Si tratta, cioè, del noto loop della falsa informazione dominante, che si chiude involutivamente su sé stessa attraverso autocitazioni che costituiscono il dato di partenza e il risultato finale dell’analisi, in cui emerge l’obiettiva incapacità di percepire correttamente le cose del mondo reale. Così, domani come oggi, nella “brucovia” della mobilità futura sulla quale viaggia la Guzzanti, o nei vagoni lerci e maleodoranti delle odierne metropolitane urbane, i giovani sono quelli del disimpegno e del disinteresse per la politica.

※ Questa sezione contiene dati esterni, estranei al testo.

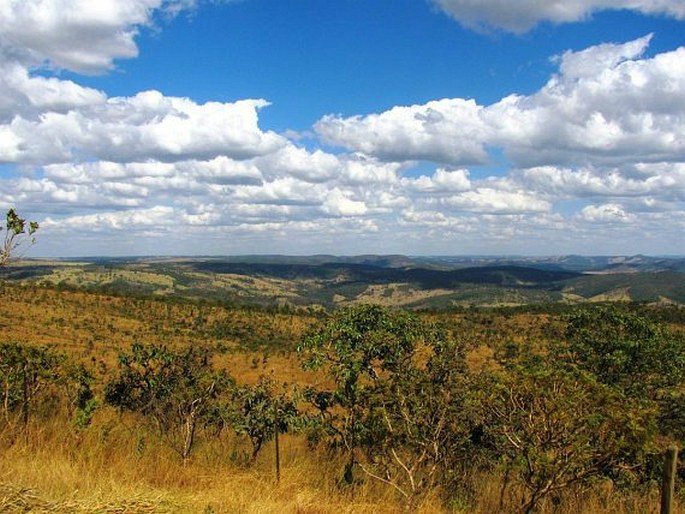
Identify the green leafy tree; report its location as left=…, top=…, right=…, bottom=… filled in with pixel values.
left=485, top=366, right=655, bottom=513
left=0, top=209, right=38, bottom=267
left=556, top=307, right=685, bottom=400
left=0, top=343, right=64, bottom=425
left=105, top=343, right=233, bottom=461
left=298, top=305, right=470, bottom=506
left=231, top=376, right=300, bottom=462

A ben ragione, vedendo le tracce confuse della civiltà dei merdolani, in cui il lavoro e un posto sicuro divengono miraggi per tutti e realtà per pochi. Lo spettacolo, però, ha una sua robusta matrice ideologica: la denuncia esplicita delle malefatte storiche del neo-liberismo. La Guzzanti procede in tal senso a una ricostruzione a tutto campo, tallonando le strategie capitaliste che vanno dai primi del Novecento a oggi, passando per ben due guerre mondiali.

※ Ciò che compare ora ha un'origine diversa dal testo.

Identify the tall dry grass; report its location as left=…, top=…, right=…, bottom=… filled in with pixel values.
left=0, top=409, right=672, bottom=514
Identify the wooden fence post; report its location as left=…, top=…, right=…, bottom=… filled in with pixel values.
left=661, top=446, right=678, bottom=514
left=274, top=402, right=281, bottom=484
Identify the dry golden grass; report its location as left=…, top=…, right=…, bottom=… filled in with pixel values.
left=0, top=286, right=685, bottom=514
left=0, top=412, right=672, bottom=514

Il tutto sarebbe stato folgorante, se alle battute fulminanti alle quali ci ha abituati Sabina con il suo recente “Tgporco” non si fosse dato uno spazio eccessivamente didascalico (uno “spiegone” eccessivo, insomma) al racconto scolastico di episodi paradossali e documentati. Come, ad esempio, quello del vecchio Milton Friedman, premio Nobel per l’economia, che nel 2005, dopo il passaggio dell’uragano Katrina (non per nulla questi terribili eventi atmosferici portano nomi di donna!), che ha allagato e distrutto gran parte dei quartieri popolari di New Orleans, propose al governo degli Stati Uniti di non ricostruire le scuole pubbliche della città, ma di risparmiare su quel tipo di costi elevati della ricostruzione, distribuendo “voucher” (vi ricorda nulla? Per esempio, il Jobs Act poletti-renziano?) alle famiglie colpite, per mandare i propri figli a scuole private. Morale della favola? Gli studenti della scuola dell’obbligo, già assai somari in tempi ordinari, divennero ancora più ignoranti, una volta affidati al circuito della formazione privata.

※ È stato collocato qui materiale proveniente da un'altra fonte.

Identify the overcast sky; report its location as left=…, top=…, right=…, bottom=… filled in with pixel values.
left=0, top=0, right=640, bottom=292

Quindi, l’argomentazione ironica della Guzzanti converge progressivamente e inesorabilmente verso la denuncia dell’espropriazione dei diritti democratici (quello di voto in particolare) dei “merdolani”, da parte delle élite di illuminati che fanno attualmente capo a Goldman Sachs e alle maggiori agenzie di rating del mondo. Il loro più acerrimo nemico? La sovranità popolare, così come fu consacrata dalle rivoluzioni francese e russa. Ma, chiediamoci, il pensiero unico del “politically correct”, molto praticato e mitizzato a sinistra, non è, forse, il vero cavallo di Troia di quella stessa Spectre della finanza speculativa mondiale?